In the judge’s opinion, “contractor loan scheme arrangements are… very much down the shallow end of the pool of tax avoidance schemes, and in our view this was the case at the time of the closure of the enquiry windows.”

Yet while any officer would think it “unusual, we suspect, that a taxpayer would have been lent almost eight times his taxable salary by his employer, this is not sufficient to comprise adequate disclosure. It would not have made the hypothetical officer aware of the actual insufficiency”.

The return also included the DOTAS reference, which should prompt an officer to seek to find the purpose of the scheme that had been utilised. If they had, what would the hypothetical officer learn?

The scheme disclosures

The AAG1 form (disclosure by scheme promoters) was, said the judge, “a typically disingenuous disclosure”.

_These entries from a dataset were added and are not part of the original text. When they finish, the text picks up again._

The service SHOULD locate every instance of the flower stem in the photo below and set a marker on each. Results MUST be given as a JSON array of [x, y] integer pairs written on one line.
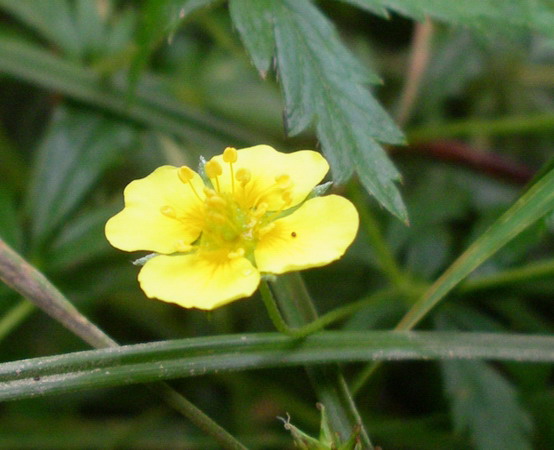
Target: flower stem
[[328, 381], [273, 310], [33, 285]]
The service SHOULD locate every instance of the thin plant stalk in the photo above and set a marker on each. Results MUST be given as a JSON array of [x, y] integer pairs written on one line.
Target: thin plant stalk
[[33, 285]]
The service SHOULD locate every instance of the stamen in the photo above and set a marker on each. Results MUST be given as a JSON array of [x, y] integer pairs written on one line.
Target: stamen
[[183, 247], [168, 211], [216, 201], [217, 218], [209, 192], [238, 253], [264, 230], [243, 176], [283, 181], [287, 198], [186, 174], [230, 156], [213, 170], [260, 210]]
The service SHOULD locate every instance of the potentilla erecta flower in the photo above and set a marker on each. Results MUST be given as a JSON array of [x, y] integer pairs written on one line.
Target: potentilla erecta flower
[[253, 215]]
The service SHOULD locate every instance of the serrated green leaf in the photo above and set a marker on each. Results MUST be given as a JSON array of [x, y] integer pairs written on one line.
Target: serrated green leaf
[[200, 356], [256, 30], [77, 147], [323, 84]]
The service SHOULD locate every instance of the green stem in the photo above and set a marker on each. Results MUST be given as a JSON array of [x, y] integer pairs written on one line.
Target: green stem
[[526, 273], [321, 322], [382, 250], [33, 285], [197, 417], [13, 318], [490, 127], [327, 381], [273, 310]]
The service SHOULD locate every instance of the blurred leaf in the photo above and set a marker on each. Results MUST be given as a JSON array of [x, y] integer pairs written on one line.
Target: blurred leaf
[[200, 356], [77, 147], [81, 239], [159, 18], [151, 30], [323, 84], [481, 14], [10, 228], [53, 20], [154, 106], [485, 403], [531, 206]]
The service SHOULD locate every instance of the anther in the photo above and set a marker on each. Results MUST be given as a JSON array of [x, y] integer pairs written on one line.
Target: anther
[[216, 217], [182, 247], [283, 181], [213, 169], [261, 210], [168, 211], [230, 155], [264, 230], [216, 201], [287, 198], [238, 253], [186, 174], [243, 176], [209, 192]]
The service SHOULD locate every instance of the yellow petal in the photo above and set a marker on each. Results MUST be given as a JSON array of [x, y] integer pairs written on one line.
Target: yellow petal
[[305, 168], [141, 225], [194, 281], [317, 233]]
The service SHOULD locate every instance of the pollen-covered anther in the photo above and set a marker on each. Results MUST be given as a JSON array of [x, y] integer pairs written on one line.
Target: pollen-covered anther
[[216, 201], [186, 174], [287, 197], [260, 210], [168, 211], [216, 217], [266, 229], [209, 192], [283, 181], [182, 246], [243, 176], [213, 169], [238, 253], [230, 155]]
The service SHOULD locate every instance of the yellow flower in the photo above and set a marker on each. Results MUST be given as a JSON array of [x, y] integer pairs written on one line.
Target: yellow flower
[[214, 239]]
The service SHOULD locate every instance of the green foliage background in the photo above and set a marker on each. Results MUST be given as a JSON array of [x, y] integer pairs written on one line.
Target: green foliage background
[[96, 93]]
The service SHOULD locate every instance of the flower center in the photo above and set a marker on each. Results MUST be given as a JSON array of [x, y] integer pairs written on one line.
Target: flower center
[[236, 215]]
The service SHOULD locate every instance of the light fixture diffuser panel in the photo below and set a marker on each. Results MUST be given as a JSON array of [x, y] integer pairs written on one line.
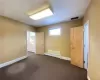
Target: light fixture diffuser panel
[[42, 14]]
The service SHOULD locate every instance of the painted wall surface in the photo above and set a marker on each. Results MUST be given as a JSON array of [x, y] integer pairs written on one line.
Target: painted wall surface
[[13, 36], [93, 15], [59, 43]]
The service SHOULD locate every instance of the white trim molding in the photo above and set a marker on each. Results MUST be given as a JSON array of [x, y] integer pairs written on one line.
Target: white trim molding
[[12, 61], [57, 56]]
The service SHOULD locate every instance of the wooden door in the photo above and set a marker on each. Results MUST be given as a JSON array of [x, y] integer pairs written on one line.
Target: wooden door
[[77, 46], [40, 43]]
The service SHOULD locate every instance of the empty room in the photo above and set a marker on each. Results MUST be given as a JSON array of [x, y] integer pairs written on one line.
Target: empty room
[[49, 39]]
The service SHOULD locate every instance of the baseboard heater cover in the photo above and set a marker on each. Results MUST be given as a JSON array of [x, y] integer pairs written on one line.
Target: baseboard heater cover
[[61, 57], [12, 61]]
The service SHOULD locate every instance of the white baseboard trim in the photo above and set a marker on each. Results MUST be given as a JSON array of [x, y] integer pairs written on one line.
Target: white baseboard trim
[[58, 56], [11, 62], [88, 78]]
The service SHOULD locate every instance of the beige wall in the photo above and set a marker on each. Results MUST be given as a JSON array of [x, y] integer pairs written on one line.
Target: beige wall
[[93, 15], [59, 43], [12, 39]]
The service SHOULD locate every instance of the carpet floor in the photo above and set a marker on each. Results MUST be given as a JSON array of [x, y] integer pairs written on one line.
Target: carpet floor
[[40, 67]]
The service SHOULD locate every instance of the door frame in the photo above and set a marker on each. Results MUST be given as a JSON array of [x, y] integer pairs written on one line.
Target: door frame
[[86, 23], [27, 41]]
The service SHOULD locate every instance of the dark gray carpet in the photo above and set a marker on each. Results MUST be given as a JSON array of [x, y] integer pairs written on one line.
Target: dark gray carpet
[[39, 67]]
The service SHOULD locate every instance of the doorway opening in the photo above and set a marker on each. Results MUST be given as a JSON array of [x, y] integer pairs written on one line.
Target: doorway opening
[[31, 42], [86, 44]]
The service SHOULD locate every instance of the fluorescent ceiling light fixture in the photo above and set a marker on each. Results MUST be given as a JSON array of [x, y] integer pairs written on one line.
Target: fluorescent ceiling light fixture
[[42, 14], [55, 32]]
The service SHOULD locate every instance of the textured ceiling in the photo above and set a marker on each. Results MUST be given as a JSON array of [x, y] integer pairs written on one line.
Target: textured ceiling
[[63, 10]]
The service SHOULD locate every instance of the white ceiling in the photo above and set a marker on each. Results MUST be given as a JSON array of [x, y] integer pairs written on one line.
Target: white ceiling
[[63, 10]]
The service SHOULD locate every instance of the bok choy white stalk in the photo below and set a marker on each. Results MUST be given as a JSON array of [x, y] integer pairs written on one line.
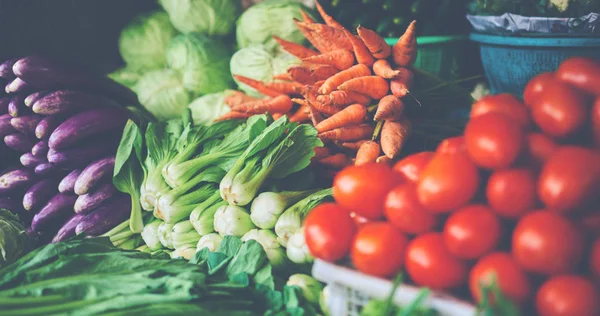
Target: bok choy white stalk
[[291, 220]]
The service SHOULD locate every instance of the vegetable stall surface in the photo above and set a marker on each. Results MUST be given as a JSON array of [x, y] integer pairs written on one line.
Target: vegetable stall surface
[[506, 209], [67, 123]]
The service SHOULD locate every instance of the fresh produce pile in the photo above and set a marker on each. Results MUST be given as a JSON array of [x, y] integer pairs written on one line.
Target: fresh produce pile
[[92, 277], [66, 124], [512, 204], [390, 17]]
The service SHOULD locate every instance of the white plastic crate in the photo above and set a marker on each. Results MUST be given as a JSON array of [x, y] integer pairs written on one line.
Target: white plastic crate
[[350, 290]]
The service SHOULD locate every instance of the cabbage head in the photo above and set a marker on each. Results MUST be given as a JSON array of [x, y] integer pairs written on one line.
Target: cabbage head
[[144, 40], [259, 23], [260, 64], [14, 242], [206, 109], [162, 93], [210, 17], [202, 62]]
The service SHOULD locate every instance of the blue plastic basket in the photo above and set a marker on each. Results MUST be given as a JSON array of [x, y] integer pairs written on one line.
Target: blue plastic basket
[[510, 62]]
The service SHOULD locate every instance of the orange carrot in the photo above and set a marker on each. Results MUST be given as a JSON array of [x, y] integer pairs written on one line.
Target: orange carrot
[[301, 115], [341, 59], [329, 20], [327, 36], [362, 53], [294, 48], [280, 104], [352, 145], [341, 98], [354, 114], [258, 86], [238, 97], [284, 76], [367, 153], [383, 69], [337, 161], [336, 80], [373, 86], [375, 43], [233, 115], [405, 49], [389, 108], [403, 83], [306, 18], [384, 160], [348, 133], [393, 136]]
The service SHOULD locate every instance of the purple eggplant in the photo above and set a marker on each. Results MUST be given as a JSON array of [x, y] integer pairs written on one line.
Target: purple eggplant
[[69, 101], [16, 179], [105, 217], [19, 85], [68, 229], [30, 161], [6, 126], [94, 174], [67, 184], [48, 124], [80, 127], [26, 124], [39, 194], [56, 211], [6, 71], [40, 149], [30, 99], [79, 157], [4, 101], [48, 74], [87, 202], [20, 142]]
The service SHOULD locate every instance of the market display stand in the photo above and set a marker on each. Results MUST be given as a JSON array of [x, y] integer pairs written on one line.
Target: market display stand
[[351, 290]]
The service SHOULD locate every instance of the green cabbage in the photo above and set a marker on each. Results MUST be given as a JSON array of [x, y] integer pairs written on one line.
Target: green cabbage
[[162, 93], [206, 109], [144, 41], [272, 17], [203, 63], [211, 17], [258, 63]]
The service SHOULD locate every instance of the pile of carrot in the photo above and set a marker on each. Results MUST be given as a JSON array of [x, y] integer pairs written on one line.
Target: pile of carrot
[[350, 87]]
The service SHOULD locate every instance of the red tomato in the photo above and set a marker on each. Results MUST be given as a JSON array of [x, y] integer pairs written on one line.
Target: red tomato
[[328, 231], [581, 72], [596, 123], [595, 258], [448, 182], [493, 140], [452, 145], [538, 149], [547, 243], [430, 264], [561, 110], [378, 249], [570, 178], [512, 192], [567, 295], [537, 86], [412, 166], [405, 212], [504, 103], [472, 231], [501, 268], [362, 189]]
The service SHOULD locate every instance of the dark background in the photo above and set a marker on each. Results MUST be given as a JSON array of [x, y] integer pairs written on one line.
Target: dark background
[[85, 32]]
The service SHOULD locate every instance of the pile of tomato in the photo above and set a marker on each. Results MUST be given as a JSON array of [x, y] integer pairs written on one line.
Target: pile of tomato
[[515, 201]]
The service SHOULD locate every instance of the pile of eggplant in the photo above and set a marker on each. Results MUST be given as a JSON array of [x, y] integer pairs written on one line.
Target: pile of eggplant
[[66, 124]]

  • No mention is made of loans under the heading “summary”, which describes the aim of the scheme as enabling the sale of a life interest without incurring a charge to capital taxes.
  • The heading “statutory provisions” makes no mention of the Income Tax (Earnings and Pensions) Act 9 (ITEPA), once again giving the misleading impression that the scheme is all about avoiding capital taxes.
  • The only mention of loans is found in the explanation section and is buried between a reference to the taxability of the salary and a restating of the capital taxes planning around selling a life interest. There is no suggestion that the loans were a crucial and indispensable element of the planning.
  • “What would not have been apparent from these documents was that the loans were designed to compensate [Sheth] for the salary that he had foregone by accepting the lower salary set out in his tax return... [or] that the statutory provisions which were relevant to this re-categorisation were set out in ITEPA.” 
  • While “the level of disclosure required to alert the hypothetical officer to the actual insufficiency is a modest one, [Sheth] has not met it. The DOTAS disclosure is confusing, misleading, and as far as that contractor loan scheme is concerned, deficient of relevant factual and statutory information”.

A sufficient level of disclosure, per the example given by the case of Hicks, should include:

  • brief but comprehensive details of the individual to whom it applied
  • the “tax magic”
  • the statutory provision which is relevant
  • the result 
  • the tax benefit for the individual.

The first tier tribunal (FTT) found that Sheth’s disclosure had not been sufficient to alert the officer to the actual deficiency in tax, and dismissed his appeal.

Obfuscation not an adequate shield

Ever since the Langham vs Veltema case and HMRC’s subsequent SP1/2006, it has been clear that the level of disclosure required to protect against a discovery assessment is, in effect, a level of disclosure that will encourage HMRC to open an enquiry into the return. Obfuscation is no longer an adequate shield.